The scheme, first reported on Reddit, involves a text message that appears to come from 'Gmail from Google,' warning recipients that their account has been compromised.

The message includes a link labeled 'Recover Account.' When users click it, they are prompted to enter their Gmail password, which is then captured by scammers.

In some cases, attackers can combine stolen information with personal details, like your phone number. 

They may then use social engineering to convince mobile carriers to transfer the number to a SIM card under their control, potentially giving them access to SMS-based two-factor authentication codes. 

Victims reported that these texts can look very official, often referencing prior 'sign-on attempts' from foreign IP addresses, such as those in Venezuela or Bangladesh. 

While this can heighten alarm, it is usually part of the phishing tactic. 

Once a user enters their credentials, scammers can access Gmail accounts, and if the same password has been reused elsewhere, other accounts are at risk as well. 

Cybersecurity experts stress that users need to take several steps immediately if they believe they have been targeted, including changing their Google password and enabling two-factor authentication (2FA). 

This is the first line of defense, because using a strong, unique password, and, where possible, replacing SMS-based 2FA with an authenticator app or hardware security key.

The next step is to update all other accounts that shared the same password. 

Reusing passwords across sites increases the risk of account takeover. Using a password manager can help generate and store unique, strong passwords for each account.

Experts warned of the importance of adding protections with your mobile carrier. 

Ask your provider about options such as SIM PINs, account passcodes, port freezes, or number locks. 

These measures prevent attackers from transferring your number to another SIM card.

Monitoring account activity and enabling login alerts are also crucial. 

Many services allow you to receive notifications when unusual logins occur. Early alerts can help prevent unauthorized access.

Victims should also report phishing attempts to both Google and the Federal Trade Commission. Creating an official record helps authorities track these scams and warn other users.

Experts said changing your phone number is usually unnecessary if your carrier account is properly secured. 

Simply knowing your number does not allow a scammer to bypass strong authentication. 

However, if your number is compromised or you notice service interruptions that could indicate a SIM swap, changing your number may become necessary.

Cybersecurity experts issued another warning to Gmail users in January about scams exploiting a new Google feature that lets users create a new address while keeping their old one as an alias.

The update, rolled out earlier this month, is meant to help users replace old email addresses.

But scammers are sending fraudulent emails about the change, attempting account takeovers and phishing attacks.

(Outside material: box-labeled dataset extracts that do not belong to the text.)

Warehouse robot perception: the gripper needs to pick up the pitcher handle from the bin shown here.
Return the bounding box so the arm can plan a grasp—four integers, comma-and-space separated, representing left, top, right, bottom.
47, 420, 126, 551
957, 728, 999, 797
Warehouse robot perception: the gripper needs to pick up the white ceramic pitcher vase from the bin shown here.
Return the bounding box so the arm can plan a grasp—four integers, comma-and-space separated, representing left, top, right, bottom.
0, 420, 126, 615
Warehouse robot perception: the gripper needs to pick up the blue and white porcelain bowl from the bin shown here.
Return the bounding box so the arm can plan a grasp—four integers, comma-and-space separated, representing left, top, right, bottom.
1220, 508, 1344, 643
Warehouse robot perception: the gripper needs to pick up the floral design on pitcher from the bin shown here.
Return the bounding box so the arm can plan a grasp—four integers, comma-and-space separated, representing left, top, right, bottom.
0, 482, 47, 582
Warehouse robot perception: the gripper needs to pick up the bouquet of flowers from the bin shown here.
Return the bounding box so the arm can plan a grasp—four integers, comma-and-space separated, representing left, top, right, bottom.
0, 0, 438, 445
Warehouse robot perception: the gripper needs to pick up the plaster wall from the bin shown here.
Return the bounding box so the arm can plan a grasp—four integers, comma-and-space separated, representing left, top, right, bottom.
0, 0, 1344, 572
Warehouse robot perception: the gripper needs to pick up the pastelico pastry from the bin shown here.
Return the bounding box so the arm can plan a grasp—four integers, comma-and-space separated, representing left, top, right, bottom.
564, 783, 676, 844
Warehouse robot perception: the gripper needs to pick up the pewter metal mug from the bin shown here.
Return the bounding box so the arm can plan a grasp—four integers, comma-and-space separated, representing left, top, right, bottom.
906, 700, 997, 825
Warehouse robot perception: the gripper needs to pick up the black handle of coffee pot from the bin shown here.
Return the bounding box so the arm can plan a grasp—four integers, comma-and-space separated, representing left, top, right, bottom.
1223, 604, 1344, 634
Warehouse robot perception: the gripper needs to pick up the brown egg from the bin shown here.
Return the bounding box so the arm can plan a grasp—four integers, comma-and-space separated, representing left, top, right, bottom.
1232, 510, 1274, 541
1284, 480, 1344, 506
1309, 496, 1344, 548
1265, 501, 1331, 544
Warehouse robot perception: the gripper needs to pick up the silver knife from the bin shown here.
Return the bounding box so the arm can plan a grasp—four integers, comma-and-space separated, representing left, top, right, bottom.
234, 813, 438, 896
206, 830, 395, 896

The messages often claim a 'Gmail address change' or request security confirmation, appearing convincing because they come from real Google addresses like [email protected] .

Victims are instructed to confirm a new address or verify their account, with links that appear like official Google support pages.

In reality, the links lead to fake websites hosted on sites.google.com, designed to mimic Google's login and security screens.

If attackers succeed, they can access Gmail and all connected Google services, including Drive, Photos, Calendar, and third-party accounts linked to Google logins.

Users are advised to delete any suspicious emails and avoid clicking on links or sharing personal information.